Unfortunately, but unfortunately not, many who have given the film a fair share of appreciation have never come around to appreciate why it is so likable. Like the year 2021 itself, this movie starts out good. Then it begins to go a bit wobbly, with major flaws that ruin what could have been a brilliant film. By the end of the film, I was legitimately worried that it would fall apart completely, but instead it holds together and then crumbles.
But before we get too far into that, let's take a look at the main story line of the film, which revolves around a widowed man, Eric (Kevin Pollack), who has been away from his wife and children for several years. He decides to take his wife and kids on a trip to their ancestral home in Vermont, where their great-grandmother (Debra Messing) lives. Everything goes well until their car breaks down on the road, and Eric must use his own training for driving, as well as his knowledge of the area, to get them back on the road. Everything goes according to plan, but then, as if having been randomly thrown into an animated realm, a mysterious stranger shows up and takes Eric's wife and children, along with his own personal plane, leaving him with a plane that he barely managed to escape when his plane crashed.
This being the plot of the film, it is easy to see why the film had been widely panned by film critics. Some thought that the movie revolved around nothing more than another attempt by Kevin Pollack to become the next Jason Statham. That in and of itself makes the film slightly ridiculous, but then everything else that happens doesn't help much. This is one of the reasons why I can't think of a single person who owns a yearly departed DVD that likes it.
This film, despite its poor reviews, did actually accomplish one thing: it made me very happy. Not only was it a good comedy but it also did a fantastic job at telling the story of a family experiencing the process of growing apart, or simply going their separate ways. The film revolves around two sets of parents: Jason Statham's (Philip Seymour Hoffman) is a wealthy executive who has a difficult time making sure that his young wife and teenage daughter don't grow too far apart. Meanwhile, Tess Kalb (Robin Wright) is a freelance journalist who spends her days trying to find the life she left behind when her husband passed away.

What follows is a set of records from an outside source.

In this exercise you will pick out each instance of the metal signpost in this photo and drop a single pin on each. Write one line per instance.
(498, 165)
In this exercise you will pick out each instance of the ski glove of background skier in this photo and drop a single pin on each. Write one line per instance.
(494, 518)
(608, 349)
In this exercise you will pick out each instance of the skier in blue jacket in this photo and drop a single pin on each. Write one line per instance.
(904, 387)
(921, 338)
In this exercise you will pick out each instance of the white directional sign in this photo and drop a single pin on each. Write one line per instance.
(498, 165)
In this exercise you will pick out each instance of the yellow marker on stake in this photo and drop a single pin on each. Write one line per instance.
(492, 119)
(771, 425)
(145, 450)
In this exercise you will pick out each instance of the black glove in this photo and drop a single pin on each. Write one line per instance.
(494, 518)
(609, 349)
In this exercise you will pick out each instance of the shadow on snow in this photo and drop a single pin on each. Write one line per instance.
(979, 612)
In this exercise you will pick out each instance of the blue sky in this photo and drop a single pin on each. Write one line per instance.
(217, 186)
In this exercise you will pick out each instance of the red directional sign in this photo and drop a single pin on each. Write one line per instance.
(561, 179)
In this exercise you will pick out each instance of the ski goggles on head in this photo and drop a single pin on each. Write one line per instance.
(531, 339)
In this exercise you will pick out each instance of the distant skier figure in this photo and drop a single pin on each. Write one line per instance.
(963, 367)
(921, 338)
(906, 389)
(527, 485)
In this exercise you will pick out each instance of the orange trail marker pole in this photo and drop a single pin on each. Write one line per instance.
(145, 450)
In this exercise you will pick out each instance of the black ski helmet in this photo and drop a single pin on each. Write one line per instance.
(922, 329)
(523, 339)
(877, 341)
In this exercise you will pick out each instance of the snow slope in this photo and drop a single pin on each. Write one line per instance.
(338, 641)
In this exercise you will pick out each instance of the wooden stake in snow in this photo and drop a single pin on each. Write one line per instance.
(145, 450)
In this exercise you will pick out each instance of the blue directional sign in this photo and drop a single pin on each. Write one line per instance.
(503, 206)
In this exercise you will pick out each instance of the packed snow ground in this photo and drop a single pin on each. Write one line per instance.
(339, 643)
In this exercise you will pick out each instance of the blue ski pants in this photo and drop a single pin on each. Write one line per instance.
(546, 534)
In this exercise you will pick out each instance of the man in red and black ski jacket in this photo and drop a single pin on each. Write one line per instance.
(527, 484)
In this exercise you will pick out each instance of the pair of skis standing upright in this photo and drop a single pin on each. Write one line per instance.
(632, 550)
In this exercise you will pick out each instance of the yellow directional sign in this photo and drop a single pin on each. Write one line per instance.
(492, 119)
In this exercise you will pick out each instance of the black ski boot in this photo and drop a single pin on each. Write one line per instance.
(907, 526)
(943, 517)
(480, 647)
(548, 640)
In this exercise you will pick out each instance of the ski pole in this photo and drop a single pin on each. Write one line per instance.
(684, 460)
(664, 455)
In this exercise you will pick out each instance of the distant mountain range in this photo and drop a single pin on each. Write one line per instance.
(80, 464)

It's moments like these that really make you appreciate how effectively the movie was able to bring humor to what could otherwise have been a rather depressing event. In addition, the way that the actors play off one another, and the way that the movie's various characters, from Jason Statham's executive producer to Robin Wright's daughter, say the things that they need to say to each other to make the scenes feel like real people's dialogues, is a bit of masterful acting. And when they all come together in the final reel to tell their respective farewells to each other, the movie ends on an emotional high.
There are many examples of movies that I have seen that made me laugh so hard that I felt like I had just gotten hit in the face with a baseball bat, but nothing has been as satisfying as watching the final seconds of Last Year's Fare like it was written for my Instagram Influencers. In the film, Statham plays a character named Alex Cross, and he's one of the people who knows about the annual departure of a recently deceased college professor. After learning about the tragic event, he makes it a point to visit the college campus to pay his last respects. What is it about this scene that is so touching? Well, that's the power of the internet to connect with audiences that may live thousands of miles apart.